Anonymous asked in Science & MathematicsMathematics · 1 decade ago

You have two cards, neither of which are aces. After seeing 4 additional cards that aren’t aces?

you think your opponent has two aces with probability 1/3 and is bluffing (has no aces) with probability 2/3. The last

card that comes up (the “river”) is an ace. What is the probability that your opponent has two aces


1 Answer

  • Anonymous
    1 decade ago
    Best Answer

    Do you have any more information about HOW you know the probabilities in the question? - because very often this can affect how probabilities change based on new information. In this case the river card is the new information.

    If, for example, you had NO information about your opponent's hand, then the initial probability that she holds two aces is (4C2)/(46C2) and this drops to (3C2)/(45C2) if the river comes up as an ace. (But these are obviously not your initial starting conditions as you have some additional information about her hand.)

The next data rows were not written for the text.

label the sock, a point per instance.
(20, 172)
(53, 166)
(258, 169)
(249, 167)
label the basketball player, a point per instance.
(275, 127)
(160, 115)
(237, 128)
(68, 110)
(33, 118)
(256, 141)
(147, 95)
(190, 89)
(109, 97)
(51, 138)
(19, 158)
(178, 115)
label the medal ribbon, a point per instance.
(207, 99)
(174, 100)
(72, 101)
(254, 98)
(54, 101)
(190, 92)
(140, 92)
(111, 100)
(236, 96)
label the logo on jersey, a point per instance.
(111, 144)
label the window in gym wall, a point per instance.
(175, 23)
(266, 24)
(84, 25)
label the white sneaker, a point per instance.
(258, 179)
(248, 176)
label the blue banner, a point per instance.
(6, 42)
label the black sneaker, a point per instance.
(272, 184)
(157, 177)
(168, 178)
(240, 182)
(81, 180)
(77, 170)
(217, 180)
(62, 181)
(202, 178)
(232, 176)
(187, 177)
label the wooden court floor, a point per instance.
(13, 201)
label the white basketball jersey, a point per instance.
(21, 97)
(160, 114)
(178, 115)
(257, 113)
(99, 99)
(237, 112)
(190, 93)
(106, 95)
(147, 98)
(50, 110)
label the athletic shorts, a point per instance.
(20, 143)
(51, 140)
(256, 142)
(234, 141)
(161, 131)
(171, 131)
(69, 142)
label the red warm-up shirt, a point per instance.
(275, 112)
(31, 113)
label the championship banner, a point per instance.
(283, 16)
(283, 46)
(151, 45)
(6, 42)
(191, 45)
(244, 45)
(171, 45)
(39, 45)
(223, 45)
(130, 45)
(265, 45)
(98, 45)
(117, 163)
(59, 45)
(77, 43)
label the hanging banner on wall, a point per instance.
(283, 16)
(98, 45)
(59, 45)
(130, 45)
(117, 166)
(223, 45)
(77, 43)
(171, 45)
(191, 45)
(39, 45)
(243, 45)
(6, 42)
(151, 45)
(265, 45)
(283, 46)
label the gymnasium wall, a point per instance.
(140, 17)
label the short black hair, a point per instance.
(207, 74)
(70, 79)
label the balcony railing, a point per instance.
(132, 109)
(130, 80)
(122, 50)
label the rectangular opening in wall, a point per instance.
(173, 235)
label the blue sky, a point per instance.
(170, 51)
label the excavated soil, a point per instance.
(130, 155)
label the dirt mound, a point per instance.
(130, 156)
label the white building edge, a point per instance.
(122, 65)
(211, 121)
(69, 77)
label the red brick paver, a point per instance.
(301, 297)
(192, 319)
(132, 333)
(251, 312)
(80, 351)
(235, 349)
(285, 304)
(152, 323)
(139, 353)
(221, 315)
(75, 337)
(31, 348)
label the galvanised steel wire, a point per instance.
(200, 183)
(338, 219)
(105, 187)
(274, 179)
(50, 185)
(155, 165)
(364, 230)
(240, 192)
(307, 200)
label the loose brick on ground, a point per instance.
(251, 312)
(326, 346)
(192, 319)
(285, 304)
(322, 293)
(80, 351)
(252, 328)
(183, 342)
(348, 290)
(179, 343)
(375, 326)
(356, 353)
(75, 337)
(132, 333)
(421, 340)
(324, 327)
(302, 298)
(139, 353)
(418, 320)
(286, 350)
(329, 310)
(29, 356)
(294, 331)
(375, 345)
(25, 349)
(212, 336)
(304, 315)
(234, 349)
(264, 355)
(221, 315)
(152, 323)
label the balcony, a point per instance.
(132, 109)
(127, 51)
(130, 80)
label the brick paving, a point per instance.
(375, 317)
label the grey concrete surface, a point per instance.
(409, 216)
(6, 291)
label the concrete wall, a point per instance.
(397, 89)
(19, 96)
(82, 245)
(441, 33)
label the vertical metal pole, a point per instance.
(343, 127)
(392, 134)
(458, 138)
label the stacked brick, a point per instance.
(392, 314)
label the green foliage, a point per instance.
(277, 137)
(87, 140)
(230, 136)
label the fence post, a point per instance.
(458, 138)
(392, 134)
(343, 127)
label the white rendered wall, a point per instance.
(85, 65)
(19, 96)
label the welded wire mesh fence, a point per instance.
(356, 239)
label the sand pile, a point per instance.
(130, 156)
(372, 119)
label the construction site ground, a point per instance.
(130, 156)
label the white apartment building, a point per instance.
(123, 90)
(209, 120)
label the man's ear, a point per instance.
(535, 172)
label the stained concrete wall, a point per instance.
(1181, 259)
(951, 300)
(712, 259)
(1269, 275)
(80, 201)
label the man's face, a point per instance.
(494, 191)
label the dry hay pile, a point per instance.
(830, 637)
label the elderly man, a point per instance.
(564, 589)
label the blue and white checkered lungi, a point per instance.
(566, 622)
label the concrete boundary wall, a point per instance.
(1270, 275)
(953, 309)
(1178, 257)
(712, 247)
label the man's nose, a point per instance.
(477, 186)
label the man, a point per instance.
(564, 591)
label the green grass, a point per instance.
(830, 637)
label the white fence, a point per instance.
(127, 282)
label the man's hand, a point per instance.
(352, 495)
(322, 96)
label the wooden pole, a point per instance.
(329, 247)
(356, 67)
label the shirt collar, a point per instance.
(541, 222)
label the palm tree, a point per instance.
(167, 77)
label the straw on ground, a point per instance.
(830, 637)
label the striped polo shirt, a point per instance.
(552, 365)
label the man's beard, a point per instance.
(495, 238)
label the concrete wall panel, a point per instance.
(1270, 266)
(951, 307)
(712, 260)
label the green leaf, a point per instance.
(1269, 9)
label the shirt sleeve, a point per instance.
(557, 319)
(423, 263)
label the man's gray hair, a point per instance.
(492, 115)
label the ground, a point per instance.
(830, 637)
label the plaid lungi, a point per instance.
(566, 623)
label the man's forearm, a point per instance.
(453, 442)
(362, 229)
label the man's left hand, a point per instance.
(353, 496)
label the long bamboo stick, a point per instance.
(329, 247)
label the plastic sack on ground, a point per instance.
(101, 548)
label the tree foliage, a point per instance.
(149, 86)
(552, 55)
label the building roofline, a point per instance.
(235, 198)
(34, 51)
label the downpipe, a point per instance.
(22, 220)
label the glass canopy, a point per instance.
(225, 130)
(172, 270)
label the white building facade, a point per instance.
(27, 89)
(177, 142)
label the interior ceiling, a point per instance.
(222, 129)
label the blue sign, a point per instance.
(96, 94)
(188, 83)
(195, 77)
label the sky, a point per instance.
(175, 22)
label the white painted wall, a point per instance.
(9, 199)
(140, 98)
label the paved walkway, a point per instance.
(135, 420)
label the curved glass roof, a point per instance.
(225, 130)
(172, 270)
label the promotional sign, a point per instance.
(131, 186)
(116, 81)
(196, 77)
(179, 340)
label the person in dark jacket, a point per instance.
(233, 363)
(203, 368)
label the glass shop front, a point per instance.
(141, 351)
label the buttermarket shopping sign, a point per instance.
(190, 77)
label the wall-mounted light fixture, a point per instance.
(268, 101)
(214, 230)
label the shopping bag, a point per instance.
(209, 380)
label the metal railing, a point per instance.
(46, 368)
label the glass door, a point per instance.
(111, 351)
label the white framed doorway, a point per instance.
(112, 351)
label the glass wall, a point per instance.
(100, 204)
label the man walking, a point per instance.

    Here is a scenario with the initial starting condition where the probability doesn't change at all: Suppose you have three opponents. Someone is standing behind them and sends you a signal that exactly one of them has two aces and the others have none, but doesn't tell you which. It's a contrived situation, I know, but the point is that each of them has a 1/3 chance of having two aces. If the river card comes up an ace, the probability DOESN'T change. Each one STILL has a one in three chance of having two aces. The reason is, the new information doesn't CHANGE the information you have already. So a lot depends on how you get the information.

    If you're still still stuck, perhaps you can repost the question with more details? Also, does "bluffing" include the probability that she has only one ace?